Until 2023, the massive flood of 2015 remained the reference point to gauge the severity of economic losses, although there were two years of torrential rainfall in 1996 and 1997. According to Swiss Re, the reinsurance company, the total losses in 2015 in Chennai were an estimated $ 2.2 billion, of which about $700 million were covered by insurance and they mainly pertained to commercial and manufacturing entities.

Lessons ignored
Not many lessons were learned from 2015, which turned out to be a hybrid event involving a natural disaster caused by the monsoon, and bad management of reservoir storage levels by the Tamil Nadu government (18,000 cusecs of water was released from Chemparambakkam on November 17, 2015 creating flood havoc and killing many people).

The weather literature for Tamil Nadu records major flood events in 2005, 2015, 2021 and now 2023. Evidently, the inter-flood maxima, the period between floods, has been narrowing, with a catastrophe striking the State particularly along the coast every few years.
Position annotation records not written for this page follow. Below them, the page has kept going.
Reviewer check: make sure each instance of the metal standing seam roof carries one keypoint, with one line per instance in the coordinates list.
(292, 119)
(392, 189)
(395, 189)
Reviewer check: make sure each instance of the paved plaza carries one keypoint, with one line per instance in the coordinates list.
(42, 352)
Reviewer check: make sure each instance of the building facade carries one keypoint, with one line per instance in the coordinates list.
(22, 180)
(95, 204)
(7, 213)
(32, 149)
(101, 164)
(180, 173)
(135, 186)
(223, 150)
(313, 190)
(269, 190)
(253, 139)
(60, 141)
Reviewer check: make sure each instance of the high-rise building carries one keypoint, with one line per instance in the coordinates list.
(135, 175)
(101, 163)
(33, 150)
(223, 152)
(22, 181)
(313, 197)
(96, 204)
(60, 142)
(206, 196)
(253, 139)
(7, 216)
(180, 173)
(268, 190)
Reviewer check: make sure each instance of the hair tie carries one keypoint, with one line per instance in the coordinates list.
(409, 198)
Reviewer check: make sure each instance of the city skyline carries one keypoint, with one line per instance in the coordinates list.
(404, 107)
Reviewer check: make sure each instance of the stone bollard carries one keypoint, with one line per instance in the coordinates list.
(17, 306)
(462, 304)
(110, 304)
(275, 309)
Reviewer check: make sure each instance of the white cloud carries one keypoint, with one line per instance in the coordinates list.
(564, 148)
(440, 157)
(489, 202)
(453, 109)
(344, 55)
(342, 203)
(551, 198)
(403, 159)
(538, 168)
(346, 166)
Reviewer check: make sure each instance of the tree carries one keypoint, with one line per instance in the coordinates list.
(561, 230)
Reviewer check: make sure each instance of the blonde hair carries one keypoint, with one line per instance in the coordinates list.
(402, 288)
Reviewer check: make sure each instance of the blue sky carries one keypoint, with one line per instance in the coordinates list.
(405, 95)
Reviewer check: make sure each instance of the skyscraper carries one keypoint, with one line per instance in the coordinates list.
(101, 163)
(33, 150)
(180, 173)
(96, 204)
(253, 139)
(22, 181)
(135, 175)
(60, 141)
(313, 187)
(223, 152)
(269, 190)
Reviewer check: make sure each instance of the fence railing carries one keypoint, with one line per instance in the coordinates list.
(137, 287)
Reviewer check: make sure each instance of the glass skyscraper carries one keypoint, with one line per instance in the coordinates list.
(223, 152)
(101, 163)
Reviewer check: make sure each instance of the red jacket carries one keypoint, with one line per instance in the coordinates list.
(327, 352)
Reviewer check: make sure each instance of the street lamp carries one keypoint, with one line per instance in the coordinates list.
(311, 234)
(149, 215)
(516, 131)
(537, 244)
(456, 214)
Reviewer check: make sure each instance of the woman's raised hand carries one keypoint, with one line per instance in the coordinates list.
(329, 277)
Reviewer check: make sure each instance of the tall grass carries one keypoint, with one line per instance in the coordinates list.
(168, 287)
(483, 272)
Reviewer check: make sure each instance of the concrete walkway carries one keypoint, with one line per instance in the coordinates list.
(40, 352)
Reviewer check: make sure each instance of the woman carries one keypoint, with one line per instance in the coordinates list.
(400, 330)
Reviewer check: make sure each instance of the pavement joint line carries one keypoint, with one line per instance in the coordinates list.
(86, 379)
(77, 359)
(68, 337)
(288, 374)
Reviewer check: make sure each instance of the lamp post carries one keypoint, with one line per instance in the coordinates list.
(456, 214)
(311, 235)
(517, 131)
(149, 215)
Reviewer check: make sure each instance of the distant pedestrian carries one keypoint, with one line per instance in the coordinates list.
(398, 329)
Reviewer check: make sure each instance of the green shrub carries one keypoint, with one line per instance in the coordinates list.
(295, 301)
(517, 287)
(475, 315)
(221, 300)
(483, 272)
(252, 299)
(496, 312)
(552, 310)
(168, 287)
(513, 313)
This year, the slow-moving Cyclone Michaung dumped between 20 and 34 cm of rain each in two consecutive 24-hour periods on December 4 and 5, devastating the inner city and marooning residential communities in the suburbs. There are bound to be severe losses to individuals and the economy as a whole, and these are yet to be estimated.

Also Read: Expert panel for flood in Chennai wanted transparency, but . . .

Much has been written now about why the impact of such extremes is felt more in the city. Data for annualised rainfall for Chennai since the 1990s points to an average that is mostly over 200 cm, with some outlier years like 2005 exceeding even the 2015 level at Nungambakkam at 256 cm.

What has changed over the years is the collective philosophy on urban development, of the State government, the Chennai Metropolitan Development Authority (CMDA), the Greater Chennai Corporation and the suburban local bodies. Chennai pioneered the concept of regularisation to endorse violating buildings on payment of a fine, and over the years, the trend has grown stronger due to rampant corruption. Most small and medium builders openly tell buyers going in for joint venture rebuilding, that there is an in-built bribe component in the price of Chennai property.

One case involving an IT company and its construction proposal in Sholinganallur was cited by the Directorate of Vigilance and Anti-Corruption as evidence of bribery involving CMDA. The “DVAC’s enquiries revealed the then Minister for Housing and Urban Development deliberately delayed the approval of the planning permit to facilitate the demand for bribes in March 2014,” a media report said.

Wetland losses continue
The floods of 2021 and 2023 have had a more devastating impact due to the loss of urban wetlands, and rampant constructions coming up on the eastward floodplain of the city. Velachery is the most high profile case in recent times of a lake built over. Lakes in the inner city including Nungambakkam disappeared decades ago.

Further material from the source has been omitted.